Design and Construction of the Building (1892)
The Salt Galata building, located on Bankalar Street in Karaköy, Istanbul, was designed by French Levantine architect Alexandre Vallaury. It served as the headquarters of the Imperial Ottoman Bank (Bank-ı Osmanî-i Şahane) between 1892 and 1999.

Urban and Architectural Context of Bankalar Street (19th–20th Century)
In the 19th century, as Westernization influences became apparent in the area known as Voyvoda Street, the establishment of banks such as the Central Bank, Ottoman Bank, İş Bank, Sümerbank, Tutum Bank, Deutsche Orient Bank, and Eti Bank led to the street being renamed Bankalar Street. The buildings are typically masonry brick structures featuring neoclassical façades. The Art Nouveau and Rococo styles of the period are also evident on the façades. Although the number of reinforced concrete buildings increased during the Republican era, the 19th-century streetscape still remains dominant.

Transformation in the Republican Period (1923–1990s)

With the establishment of the Republic, banks moved to the new capital, Ankara. As the population shifted along the street, the area, which had previously displayed Western architectural influences, evolved during the 1940s and 1950s into a center for electrical and lighting manufacturing. In Turkey, the use of historic buildings as museums dates back to the Ottoman period. Starting from the late 20th century, the practice of converting traditional buildings into museums, a trend common in many countries, gained significant traction in Anatolia during the 2000s.

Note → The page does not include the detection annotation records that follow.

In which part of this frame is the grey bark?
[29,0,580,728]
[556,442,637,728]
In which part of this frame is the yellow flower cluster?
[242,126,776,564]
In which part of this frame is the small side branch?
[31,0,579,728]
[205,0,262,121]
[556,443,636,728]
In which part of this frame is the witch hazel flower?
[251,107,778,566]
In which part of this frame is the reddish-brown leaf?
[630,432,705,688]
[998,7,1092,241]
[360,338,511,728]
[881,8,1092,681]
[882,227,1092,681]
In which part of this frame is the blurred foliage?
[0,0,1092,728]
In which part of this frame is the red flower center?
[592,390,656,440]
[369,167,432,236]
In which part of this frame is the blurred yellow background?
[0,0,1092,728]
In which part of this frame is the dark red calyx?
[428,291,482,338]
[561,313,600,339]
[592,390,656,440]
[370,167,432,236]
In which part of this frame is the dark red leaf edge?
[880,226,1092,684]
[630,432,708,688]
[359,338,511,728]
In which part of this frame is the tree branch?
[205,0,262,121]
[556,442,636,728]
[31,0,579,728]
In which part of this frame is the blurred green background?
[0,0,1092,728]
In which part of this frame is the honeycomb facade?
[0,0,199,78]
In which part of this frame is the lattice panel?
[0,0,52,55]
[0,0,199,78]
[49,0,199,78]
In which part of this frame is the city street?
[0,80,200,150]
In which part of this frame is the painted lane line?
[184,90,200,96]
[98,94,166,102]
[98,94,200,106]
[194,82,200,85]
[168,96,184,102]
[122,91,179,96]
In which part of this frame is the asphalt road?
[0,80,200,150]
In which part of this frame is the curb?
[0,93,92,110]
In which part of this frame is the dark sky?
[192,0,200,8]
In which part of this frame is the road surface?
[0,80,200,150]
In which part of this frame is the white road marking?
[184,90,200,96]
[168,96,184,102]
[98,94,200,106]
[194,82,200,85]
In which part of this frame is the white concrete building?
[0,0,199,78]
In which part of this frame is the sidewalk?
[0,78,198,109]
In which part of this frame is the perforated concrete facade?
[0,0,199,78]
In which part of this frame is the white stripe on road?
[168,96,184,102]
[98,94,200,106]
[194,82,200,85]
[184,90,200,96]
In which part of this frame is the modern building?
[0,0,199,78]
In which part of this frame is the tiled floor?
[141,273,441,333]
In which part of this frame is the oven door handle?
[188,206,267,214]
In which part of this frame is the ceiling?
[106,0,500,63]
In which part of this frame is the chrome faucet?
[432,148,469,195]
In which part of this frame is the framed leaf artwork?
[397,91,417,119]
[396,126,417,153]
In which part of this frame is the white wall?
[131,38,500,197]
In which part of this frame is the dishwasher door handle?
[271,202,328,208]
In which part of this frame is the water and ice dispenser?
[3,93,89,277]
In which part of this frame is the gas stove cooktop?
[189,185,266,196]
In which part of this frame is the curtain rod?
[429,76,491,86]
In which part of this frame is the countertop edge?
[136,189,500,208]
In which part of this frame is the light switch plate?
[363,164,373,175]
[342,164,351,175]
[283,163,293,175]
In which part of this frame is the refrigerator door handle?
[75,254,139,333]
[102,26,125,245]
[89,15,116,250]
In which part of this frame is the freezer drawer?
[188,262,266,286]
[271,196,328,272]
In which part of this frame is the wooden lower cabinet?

Restoration and Reuse as Salt Galata (1998–2011)
In 1998, Garanti Bank became the main shareholder of the building. While a bank branch operated on the ground floor, the structure functioned as the Ottoman Bank Banking and Financial Research Center. After undergoing various structural interventions, the building was repurposed and reopened in November 2011 under the name Salt Galata, serving as a cultural and arts center that also includes the Ottoman Bank Museum. The adaptive reuse project was carried out by Mimarlar Tasarım under the direction of Aga Khan Award-winning architect Han Tümertekin, while the restoration project was led by Yegân Kahya.

== Restoration Interventions ==

While reconfiguring the structure with different functions on each floor, unnecessary additions that compromised the originality were removed during the renovation process. The additions that characterized the building's identity, shedding light on its era, were preserved, while those that had lost their functionality and impact were eliminated. The original elements were restored and maintained, and contemporary additions were incorporated. Han Tümertekin expressed his approach to using original elements in the re-functioning project of Salt Galata: "The goal is not to replace something slightly aged or damaged with something new, but to preserve what exists and is original, by removing only the layer of dirt and not intervening in the patina, cracked or worn parts of the building, and to renew it in a way that does not cause it to lose its spirit."

In the new use of the building, an additional structure was created and designed in a way that can be distinguished from the original by using contemporary materials. The Salt Galata building is a total of eight floors, including basement levels and an added fourth floor, with an additional building constructed on the façade facing the Golden Horn. The main building consists of two basement levels and four floors above the ground floor, while the additional building has three basement levels and one floor above the ground floor.

The first basement level houses a museum and exhibition area, the second basement level contains an auditorium and foyer, and the third basement level is dedicated to technical areas. The ground floor, includes the entrance hall, cloakroom, reception, library, bookstore, inner garden, café, and restrooms. The stairs on the entrance floor lead to levels shaped around a gallery space that overlooks a rectangular courtyard. The first floor is used for workshops, the second floor for administrative offices, the third floor for an open archive section, and the fourth floor for special event areas.